Summary and Analysis Revised Edition Chapter 17
Last Updated on June 1, 2019, by eNotes Editorial. Word Count: 971
In 1993, Louise Erdrich published a revised and expanded edition of Love Medicine. Four chapters were added, each further exploring the novel's characters.
After the destruction of his factory by the workers in the brawl begun by Marie and Lulu, Lyman is determined to try again, but this time with a new plan of his own. No longer deluded by his interfering mother, he decides to turn the factory into a casino.
Lyman has read that the laws of North Dakota will be revised in order to allow games of chance on reservation land. Confident that eventually a new law will be passed, Lyman begins to put his plan into effect.
With very little cash outlay, Lyman figures he can set up a basic casino operation, one requiring only rented tables and some folding chairs. The other equipment he plans to get on credit from a gambling supply outfit. The only other preparations are the hiring of a small number of workers, coming up with some kind of promotion, and finding a way to appease the local Catholics, who also run their own bingo games.
In the planning, Lyman speculates on how the white man’s government has historically cheated Native Americans. The Indians were deprived of their own land and then given worthless property, which was regulated so that Indians could not do what they wanted on their own land. Native American children were subjected to a white man’s education and then sent off to a white man’s war in Vietnam. The early settlers traded alcohol for furs and now condemned the Indians for drunkenness. Lyman decides that the only way that Indians can get back at the white man is to use his own law against him.
With the coming permission to set up casinos, Lyman figures this is another way to get the white man’s money without the Indian spending that much of his own. He justifies the casino by speculating on the historical tradition of games of chance among Native Americans. Gambling would not be that much different.
Lyman begins to dream how he will turn the empty factory into a successful casino. He plans on using it to raise the Indians from the poverty that has been inflicted on them. He will get high school graduates straight out of school, train them to work in the casino, and find other ways to benefit the people of the reservation. Lyman smiles as he foresees his future as a rich man once more.
In this continuation of “The Tomahawk Factory,” the focus is completely on Lyman Lamartine. Once again he shows himself as a survivor. Rising from his grief at the death of his brother, Henry Junior, Lyman had created success first through his work with the Bureau of Indian Affairs, and then in the short-term with his factory. Though he had bowed to pressures put on him by his mother and the Bureau, in planning his casino he is relying purely on himself.

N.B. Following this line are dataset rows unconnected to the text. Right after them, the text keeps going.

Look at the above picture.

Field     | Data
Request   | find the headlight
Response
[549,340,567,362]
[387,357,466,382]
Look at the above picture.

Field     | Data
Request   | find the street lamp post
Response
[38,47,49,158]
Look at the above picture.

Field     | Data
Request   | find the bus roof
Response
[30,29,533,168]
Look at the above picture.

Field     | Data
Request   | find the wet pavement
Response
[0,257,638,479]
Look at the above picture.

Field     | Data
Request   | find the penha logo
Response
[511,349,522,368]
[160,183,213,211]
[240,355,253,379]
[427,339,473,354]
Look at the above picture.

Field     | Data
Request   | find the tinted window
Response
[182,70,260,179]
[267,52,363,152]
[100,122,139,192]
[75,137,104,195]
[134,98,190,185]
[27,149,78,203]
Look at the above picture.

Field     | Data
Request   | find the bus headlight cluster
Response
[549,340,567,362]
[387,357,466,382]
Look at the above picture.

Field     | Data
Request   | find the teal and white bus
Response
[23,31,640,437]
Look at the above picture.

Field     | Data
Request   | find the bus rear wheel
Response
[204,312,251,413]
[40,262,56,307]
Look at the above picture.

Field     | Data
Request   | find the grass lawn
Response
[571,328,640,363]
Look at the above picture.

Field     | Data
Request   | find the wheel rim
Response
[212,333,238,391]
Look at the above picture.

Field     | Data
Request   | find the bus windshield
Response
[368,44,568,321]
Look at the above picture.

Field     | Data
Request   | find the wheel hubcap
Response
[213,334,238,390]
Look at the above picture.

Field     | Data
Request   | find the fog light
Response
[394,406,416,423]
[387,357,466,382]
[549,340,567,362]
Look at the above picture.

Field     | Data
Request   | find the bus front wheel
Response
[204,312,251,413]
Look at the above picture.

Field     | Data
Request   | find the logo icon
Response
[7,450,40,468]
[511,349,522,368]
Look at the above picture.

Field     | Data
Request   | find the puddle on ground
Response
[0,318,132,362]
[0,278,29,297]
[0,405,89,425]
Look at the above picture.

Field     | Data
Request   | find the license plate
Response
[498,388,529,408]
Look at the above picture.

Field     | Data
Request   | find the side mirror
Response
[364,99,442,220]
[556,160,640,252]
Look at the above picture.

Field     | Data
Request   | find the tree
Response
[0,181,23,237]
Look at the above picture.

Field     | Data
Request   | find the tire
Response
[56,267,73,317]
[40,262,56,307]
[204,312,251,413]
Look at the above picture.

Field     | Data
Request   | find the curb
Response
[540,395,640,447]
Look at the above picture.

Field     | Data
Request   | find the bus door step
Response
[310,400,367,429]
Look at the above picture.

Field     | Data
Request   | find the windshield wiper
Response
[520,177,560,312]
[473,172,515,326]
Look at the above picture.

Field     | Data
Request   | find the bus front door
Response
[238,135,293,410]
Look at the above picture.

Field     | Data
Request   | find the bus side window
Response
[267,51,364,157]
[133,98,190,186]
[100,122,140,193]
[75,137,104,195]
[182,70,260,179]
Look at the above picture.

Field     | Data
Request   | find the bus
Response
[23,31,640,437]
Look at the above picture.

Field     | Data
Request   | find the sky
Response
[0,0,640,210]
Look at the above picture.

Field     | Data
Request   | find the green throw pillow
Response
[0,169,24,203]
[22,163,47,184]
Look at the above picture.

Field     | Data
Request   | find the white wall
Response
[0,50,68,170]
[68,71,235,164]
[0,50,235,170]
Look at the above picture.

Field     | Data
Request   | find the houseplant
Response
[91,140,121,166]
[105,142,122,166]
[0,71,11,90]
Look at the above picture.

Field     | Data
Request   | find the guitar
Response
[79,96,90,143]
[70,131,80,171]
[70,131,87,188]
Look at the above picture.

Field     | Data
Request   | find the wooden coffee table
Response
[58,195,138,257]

Lyman used to believe he had a “magic touch” when it came to money. Though this is not consistently shown in his financial and career situations, nevertheless he has a way to make things work, at least for a while. Left to himself, he could have some success, though it is shown that his failures are usually due in large part to the decisions and interference of others. With his dreams of a casino, he alone will be responsible for its success. He will train the new workers (without any help from his mother Lulu) and will be a type of economic savior to the reservation community. He has big dreams. But it is uncertain, given past history, of how long those dreams will remain fulfilled. With his past financial successes, he is sure to at least start a new project and see some type of financial gain. His confidence in his own ability is rare among the characters in Love Medicine. Most seem resigned to accepting less than is desirable. The concept of economic self-sufficiency is Lyman’s foundation, both for himself and for his people. If his people will not cooperate, then he will manage on his own.
Lyman presents his case against the white man’s government. Native Americans have been continually placed in no-win situations, according to his speculation, in which the government gives and then the government takes away. What the government gives is usually of shoddy quality, and the result is that Native Americans are condemned for living shoddily. Lyman’s dreams of the casino as a way to gain some economic independence for the people of the reservation have been repeated in reality on many reservations. In states where gambling has been illegal, the Indian bureaus have successfully appealed to lawmakers to make exceptions, as they have on many issues, for the lands set aside for Native Americans. As a semi-autonomous entity, the reservation is allowed to sustain its own economy separate from the rest of the state.
In a way, this chapter presents Lyman as an island unto himself. As the reservation is separate from the rest of the state, Lyman appears to be separate from the reservation. He willingly goes outside of it for employment, and resents being dragged back to work in the factory. His idea for the possibility of providing for the economic well-being of the reservation marks him as someone who has accepted reality as it is, and now is trying to rise above it. Though other characters appear to be victims, both of themselves and their circumstances, Lyman stands out as someone who is striving to be more than what he has become. His strength shines out among the dim, discarded hopes of the other characters. It is he alone that has the possibility of living happily.